It’s been a while since we last met, or actually not. It was odd two weeks ago that we met at a plush theatre while you shared the popular tale of wrestling queens, the Phogat sisters.
There was a time when our interaction was limited to the TV screen, the advent of CDS and DVDs made you a frequent visitor on my home-screen; and oh boy, the multiplexes started our dainty love story. We would meet every Friday evening, like Adam Sandler and Drew Barrymore from 50 First Dates, not knowing what to expect, because every time I met you, it seemed like a first date full of surprises.
At the age of 5, my endless chattering reminded my uncles and aunts of Basanti from Sholay they would say. Despite oblivion, in my head, she became my answer to “Which Bollywood character are you?” quiz back then.
As understanding of cinema sunk, I did make sure that I watched the 3 hours 24 minutes long drama to eventually realise how simply the makers had managed to create magic, the kind that makers struggle to create today. Cliché as it sounds in present times (although it still holds true), I haven’t come across a dialogue in Indian cinema enjoy the cult status like Gabbar’s, “Jo Dar Gaya, Samjho Mar Gaya,” did.
While I understood and appreciated Sholay at a later stage in my life, my first big screen viewer experience began with Kuch Kuch Hota Hai at 4 years of age! For the longest time, I had Anjali’s haircut and aspired to play Basketball. Oh, and did I mention, my neighbour (who was about 6 years old then) and I greeted each other like this?
As a 20 something, Karan Johar, the acclaimed/criticised/envied director played a major role in the films I grew up watching. As I mentioned earlier, K2H2 won my heart but K3G won my applauses. I mocked but secretly loved Pooh because, “Tumhe koi haq nahi banta ki tum itni khoobsurat lago.”
Aman from Kal Ho Na Ho was a magician who could fix all problems. Kabhi Alvida Naa Kehna confused me at 12 because weren’t movies, KJO movies about happy endings with the one and only? “Aren’t extramarital affairs a big no-no?” I thought to myself back then.
As time passed, I grew distant of KJO films because they started to come across as elaborate sets, less content, featuring leading stars, mostly Shah Rukh Khan until Yeh Jawaani Hai Deewani with its commercial value managed to grip my attention. The Ranbir Kapoor starrer movie was a reminder that Karan Johar movies aren’t supposed to please the Shakespearian thought cloud in you, but instead, for those 2-3 hours, make you forget that you were having a bad day.

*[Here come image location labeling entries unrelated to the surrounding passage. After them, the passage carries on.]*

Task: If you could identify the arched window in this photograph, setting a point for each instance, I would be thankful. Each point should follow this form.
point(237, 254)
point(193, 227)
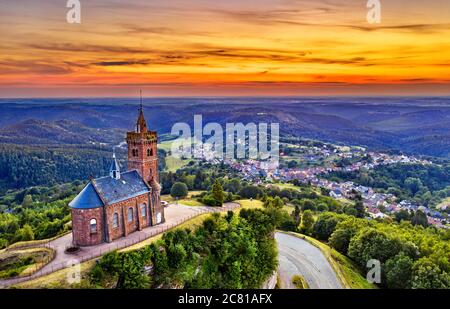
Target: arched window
point(130, 214)
point(93, 225)
point(144, 210)
point(116, 220)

Realisation dawned upon me that larger than life sets, rich urban and NRI nostalgia are perfectly fine because cinema doesn’t always have to confirm your version of reality, but should strike a chord with you on some level.
While that was Karan Johar’s share of films (I couldn’t fit them all) in an odd 20 something’s life, we all rooted for Bhuvan from Lagaan, firmly believed in Munnabhai’s Jaadu ki Jhappi, took a trip to Goa like the boys from Dil Chahta Hai, memorised Kaho Na Pyaar Hai’s signature step and mouthed, “Mein Apni favourite hoon” on several occasions.
We’ve loved it each time Bollywood shared a message loud and clear with films like Taare Zameen Par, 3 Idiots, Zindagi Na Milegi Dobara, Oh My God, Pink and others, but each time we witnessed Bollywood being ‘inspired’ by Hollywood flicks without crediting the original source, our confidence in Bollywood fell a little like the stocks’ value. Each time, the climax moment was dramatised to a peak level for no apparent reason, we cringed, “Why Bollywood?”
Every time the ‘representation’ of the youth, gender equality, relationships took an extreme turn, we changed our path and shifted our alliance to Hollywood the next weekend. Every scene that suggested eve teasing or dialogues cheesier than we like our pizza could woo a woman, we died a thousand deaths.
To conclude this open letter to Bollywood from a 20 something, here’s a little request: Dear Bollywood, we’ve turned to you in times of restive and respite, please don’t disappoint us in the forthcoming years because much like our parents, we too would like to quote and boost of home-grown films than just being a generation of what I call the global desis, enamoured by the Western influence alone.